1. The CV is respectable — and domain-bounded
The correct response to a credential dump is not to sneer at credentials. It is to read them carefully and ask what they actually establish.
The provided CV shows a serious academic career: a Ph.D. in economics from UC Davis, a professorship at UW-Eau Claire, teaching in health economics, microeconomics, environmental economics, and related courses, plus a long record of student/faculty collaborative research. Its listed research interests are children’s fruit and vegetable consumption, public opinion on climate change issues and policy, higher education retention, and public opinion on health care issues and policy.CV
That is legitimate expertise.
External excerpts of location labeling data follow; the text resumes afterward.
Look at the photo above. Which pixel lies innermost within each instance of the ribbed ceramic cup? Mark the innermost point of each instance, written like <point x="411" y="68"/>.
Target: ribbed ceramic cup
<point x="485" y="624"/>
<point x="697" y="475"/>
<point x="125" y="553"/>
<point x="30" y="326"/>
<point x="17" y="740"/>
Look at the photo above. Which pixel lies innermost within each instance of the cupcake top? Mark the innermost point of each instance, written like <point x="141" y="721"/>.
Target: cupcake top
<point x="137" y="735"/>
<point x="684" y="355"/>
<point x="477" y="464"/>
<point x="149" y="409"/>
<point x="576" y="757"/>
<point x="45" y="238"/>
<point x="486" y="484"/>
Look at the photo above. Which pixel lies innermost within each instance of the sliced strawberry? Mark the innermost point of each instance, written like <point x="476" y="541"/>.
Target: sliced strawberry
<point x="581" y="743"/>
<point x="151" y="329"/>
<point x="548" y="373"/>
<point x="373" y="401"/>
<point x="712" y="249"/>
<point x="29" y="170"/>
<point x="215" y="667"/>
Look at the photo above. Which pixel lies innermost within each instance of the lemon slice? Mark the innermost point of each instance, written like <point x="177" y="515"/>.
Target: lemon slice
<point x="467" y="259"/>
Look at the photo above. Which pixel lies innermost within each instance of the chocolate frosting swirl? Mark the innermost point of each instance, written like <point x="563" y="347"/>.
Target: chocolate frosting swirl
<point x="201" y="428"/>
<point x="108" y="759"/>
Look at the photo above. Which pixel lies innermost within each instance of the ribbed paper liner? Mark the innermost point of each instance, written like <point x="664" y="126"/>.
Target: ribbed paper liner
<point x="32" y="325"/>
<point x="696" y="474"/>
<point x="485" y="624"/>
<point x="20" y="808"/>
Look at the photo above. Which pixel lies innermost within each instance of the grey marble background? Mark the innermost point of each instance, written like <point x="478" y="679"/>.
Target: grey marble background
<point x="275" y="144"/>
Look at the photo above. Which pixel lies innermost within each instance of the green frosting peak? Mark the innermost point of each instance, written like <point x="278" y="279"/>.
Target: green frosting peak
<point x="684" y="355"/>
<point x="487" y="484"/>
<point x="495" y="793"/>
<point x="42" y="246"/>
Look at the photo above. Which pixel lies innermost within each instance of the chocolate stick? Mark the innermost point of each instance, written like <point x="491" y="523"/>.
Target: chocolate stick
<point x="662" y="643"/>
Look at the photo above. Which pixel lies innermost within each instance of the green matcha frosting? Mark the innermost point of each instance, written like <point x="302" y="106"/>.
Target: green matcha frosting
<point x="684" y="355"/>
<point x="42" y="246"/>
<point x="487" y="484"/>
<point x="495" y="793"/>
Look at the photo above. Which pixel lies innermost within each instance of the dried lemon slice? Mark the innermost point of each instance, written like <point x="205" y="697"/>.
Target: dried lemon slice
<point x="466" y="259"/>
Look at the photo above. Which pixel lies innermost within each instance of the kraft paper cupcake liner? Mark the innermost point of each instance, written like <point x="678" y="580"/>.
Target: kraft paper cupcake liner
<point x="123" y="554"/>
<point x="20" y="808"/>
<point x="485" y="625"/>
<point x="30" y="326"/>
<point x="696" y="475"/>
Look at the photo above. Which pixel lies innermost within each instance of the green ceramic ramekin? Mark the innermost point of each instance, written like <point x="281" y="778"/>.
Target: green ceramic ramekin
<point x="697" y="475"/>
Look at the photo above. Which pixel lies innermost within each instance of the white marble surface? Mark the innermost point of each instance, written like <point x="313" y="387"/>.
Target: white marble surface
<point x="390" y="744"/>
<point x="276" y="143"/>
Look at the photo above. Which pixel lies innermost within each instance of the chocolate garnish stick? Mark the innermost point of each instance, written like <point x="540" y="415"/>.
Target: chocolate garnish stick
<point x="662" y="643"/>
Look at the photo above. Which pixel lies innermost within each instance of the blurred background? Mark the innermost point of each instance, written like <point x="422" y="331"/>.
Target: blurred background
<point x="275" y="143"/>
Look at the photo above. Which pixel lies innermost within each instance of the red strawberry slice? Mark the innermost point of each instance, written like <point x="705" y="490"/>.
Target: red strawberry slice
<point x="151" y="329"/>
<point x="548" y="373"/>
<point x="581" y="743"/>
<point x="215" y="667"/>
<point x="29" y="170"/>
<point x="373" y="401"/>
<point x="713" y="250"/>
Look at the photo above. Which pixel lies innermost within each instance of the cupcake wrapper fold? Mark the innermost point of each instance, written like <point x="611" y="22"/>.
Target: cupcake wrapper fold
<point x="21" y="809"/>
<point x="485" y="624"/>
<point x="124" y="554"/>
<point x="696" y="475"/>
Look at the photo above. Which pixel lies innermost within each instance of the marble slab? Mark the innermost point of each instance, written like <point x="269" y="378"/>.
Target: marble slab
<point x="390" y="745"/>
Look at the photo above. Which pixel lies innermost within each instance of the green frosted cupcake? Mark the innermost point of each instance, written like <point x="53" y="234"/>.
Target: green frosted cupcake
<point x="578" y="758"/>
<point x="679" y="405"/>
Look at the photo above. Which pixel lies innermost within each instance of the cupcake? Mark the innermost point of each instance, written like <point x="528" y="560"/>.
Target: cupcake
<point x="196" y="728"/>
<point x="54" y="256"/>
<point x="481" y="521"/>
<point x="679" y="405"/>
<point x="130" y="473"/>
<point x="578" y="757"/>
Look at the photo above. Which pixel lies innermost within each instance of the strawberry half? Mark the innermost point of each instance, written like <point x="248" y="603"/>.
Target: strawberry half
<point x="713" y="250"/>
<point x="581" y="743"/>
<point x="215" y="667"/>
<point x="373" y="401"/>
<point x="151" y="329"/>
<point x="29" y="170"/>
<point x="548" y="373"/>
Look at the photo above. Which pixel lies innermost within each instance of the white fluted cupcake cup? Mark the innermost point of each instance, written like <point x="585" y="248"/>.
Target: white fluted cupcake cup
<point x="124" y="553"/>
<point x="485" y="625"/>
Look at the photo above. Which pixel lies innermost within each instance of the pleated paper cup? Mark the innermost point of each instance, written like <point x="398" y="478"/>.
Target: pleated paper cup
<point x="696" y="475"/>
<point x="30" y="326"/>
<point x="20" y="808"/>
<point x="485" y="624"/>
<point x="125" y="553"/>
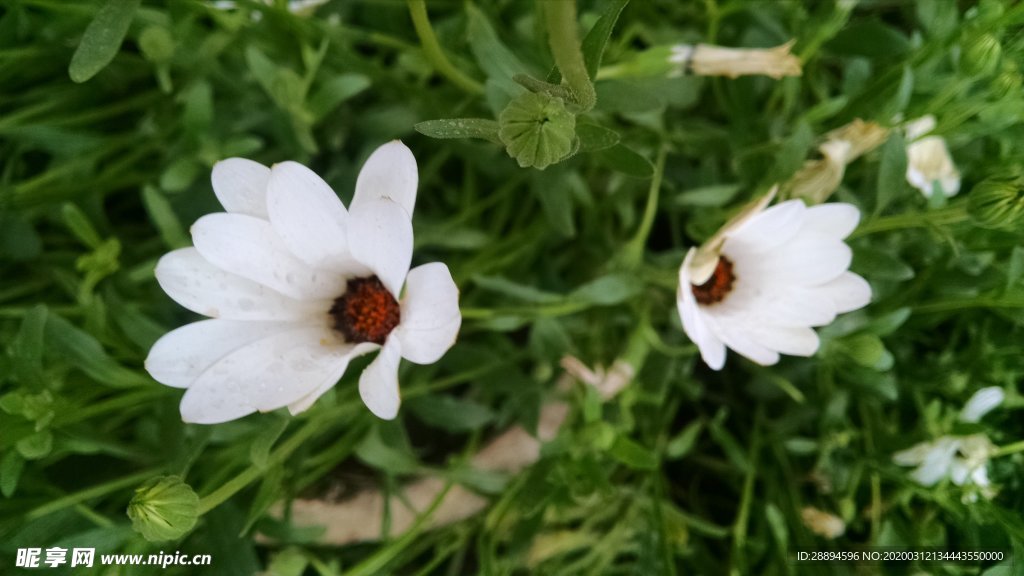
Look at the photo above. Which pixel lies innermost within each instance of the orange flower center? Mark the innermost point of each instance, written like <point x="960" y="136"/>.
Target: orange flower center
<point x="367" y="312"/>
<point x="718" y="286"/>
It is not, by itself, expertise in cryptography, cybersecurity, Internet censorship, speech law, social-media architecture, decentralized protocols, human-rights payment rails, or anonymity systems. The publication list in the CV is heavily concentrated in child nutrition, climate/public opinion, health care, higher education, recycling, and local/regional economics — again, valuable work, but not a trump card in digital-freedom policy.CV
A campus news article about students studying children’s health reinforces the same point. It supports a record of community-oriented health and nutrition research. It does not settle questions about whether the Internet should require identity checks, whether encryption should be weakened, whether self-custody should remain lawful, or whether governments should control speech infrastructure.
There is no insult in that. A cardiologist does not become a constitutional scholar by being a cardiologist. A climate economist does not become a cryptographer by being a climate economist. A professor does not become a universal policy oracle by being a professor.
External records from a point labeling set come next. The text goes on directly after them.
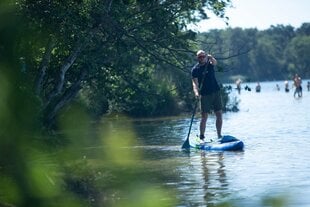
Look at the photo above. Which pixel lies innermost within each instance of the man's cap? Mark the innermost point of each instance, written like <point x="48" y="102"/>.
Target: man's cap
<point x="200" y="52"/>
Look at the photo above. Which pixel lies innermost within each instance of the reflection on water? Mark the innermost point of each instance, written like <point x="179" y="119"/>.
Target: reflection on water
<point x="275" y="129"/>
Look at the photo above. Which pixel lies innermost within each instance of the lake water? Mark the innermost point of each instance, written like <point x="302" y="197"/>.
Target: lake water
<point x="275" y="162"/>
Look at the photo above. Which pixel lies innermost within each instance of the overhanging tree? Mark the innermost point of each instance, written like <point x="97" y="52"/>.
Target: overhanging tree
<point x="74" y="44"/>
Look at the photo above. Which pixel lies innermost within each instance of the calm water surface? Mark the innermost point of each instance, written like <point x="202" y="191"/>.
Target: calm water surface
<point x="275" y="162"/>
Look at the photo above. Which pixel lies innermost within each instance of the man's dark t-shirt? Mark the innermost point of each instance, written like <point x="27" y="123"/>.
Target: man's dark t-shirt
<point x="210" y="84"/>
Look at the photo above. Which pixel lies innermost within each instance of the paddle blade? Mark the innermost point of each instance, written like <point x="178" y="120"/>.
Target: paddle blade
<point x="186" y="144"/>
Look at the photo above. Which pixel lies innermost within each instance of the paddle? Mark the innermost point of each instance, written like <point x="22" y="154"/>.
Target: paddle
<point x="186" y="144"/>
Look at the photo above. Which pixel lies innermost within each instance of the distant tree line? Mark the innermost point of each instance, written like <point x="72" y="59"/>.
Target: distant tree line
<point x="135" y="57"/>
<point x="276" y="53"/>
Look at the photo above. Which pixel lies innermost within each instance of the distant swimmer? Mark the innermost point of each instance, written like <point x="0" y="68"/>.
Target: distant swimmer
<point x="238" y="85"/>
<point x="286" y="86"/>
<point x="258" y="87"/>
<point x="297" y="84"/>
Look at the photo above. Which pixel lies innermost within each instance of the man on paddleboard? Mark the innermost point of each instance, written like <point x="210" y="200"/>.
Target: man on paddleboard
<point x="206" y="87"/>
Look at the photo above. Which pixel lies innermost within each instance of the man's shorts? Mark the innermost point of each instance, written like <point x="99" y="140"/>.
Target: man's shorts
<point x="211" y="102"/>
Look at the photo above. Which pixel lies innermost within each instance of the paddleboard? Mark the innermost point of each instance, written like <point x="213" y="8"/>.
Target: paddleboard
<point x="226" y="143"/>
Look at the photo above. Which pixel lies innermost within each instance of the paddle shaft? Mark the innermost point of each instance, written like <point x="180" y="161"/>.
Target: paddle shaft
<point x="193" y="115"/>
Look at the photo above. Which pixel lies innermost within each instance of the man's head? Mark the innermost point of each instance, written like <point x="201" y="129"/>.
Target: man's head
<point x="201" y="56"/>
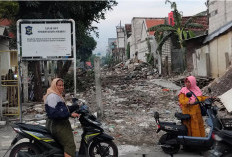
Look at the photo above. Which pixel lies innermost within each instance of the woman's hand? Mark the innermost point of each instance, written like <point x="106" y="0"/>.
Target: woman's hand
<point x="74" y="115"/>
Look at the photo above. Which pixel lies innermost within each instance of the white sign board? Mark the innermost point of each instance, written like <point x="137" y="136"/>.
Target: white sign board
<point x="46" y="39"/>
<point x="226" y="100"/>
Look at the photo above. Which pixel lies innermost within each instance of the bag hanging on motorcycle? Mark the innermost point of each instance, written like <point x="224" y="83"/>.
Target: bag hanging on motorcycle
<point x="203" y="110"/>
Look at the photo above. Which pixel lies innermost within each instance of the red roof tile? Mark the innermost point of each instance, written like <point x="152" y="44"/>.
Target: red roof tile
<point x="153" y="22"/>
<point x="198" y="19"/>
3. The first-principles test
When a policy restricts speech, identity, money, privacy, association, or access to the public square, the first question is not “which tribe supports it?” The first question is what power it creates.
1. What is the harmful mechanism?
Bullying? Fraud? Carbon emissions? Predatory contact? Algorithmic addiction? Illicit finance? Define the actual mechanism rather than regulating a vague enemy.
2. Is the intervention specific?
Does it target the mechanism, or does it burden lawful speech, privacy, self-custody, research, organizing, and identity exploration?
3. Who controls the new power?
State agencies, courts, platforms, banks, app stores, AI firms, or verification vendors? What incentives do they have?
4. What happens when the wrong people control it?
A good policy should still be survivable under hostile administrations, captured regulators, partisan prosecutors, abusive employers, and monopoly platforms.
5. Who pays for false positives?
Children, dissidents, minorities, abuse survivors, migrants, sex workers, whistleblowers, journalists, unbanked people, and people without documents often pay first.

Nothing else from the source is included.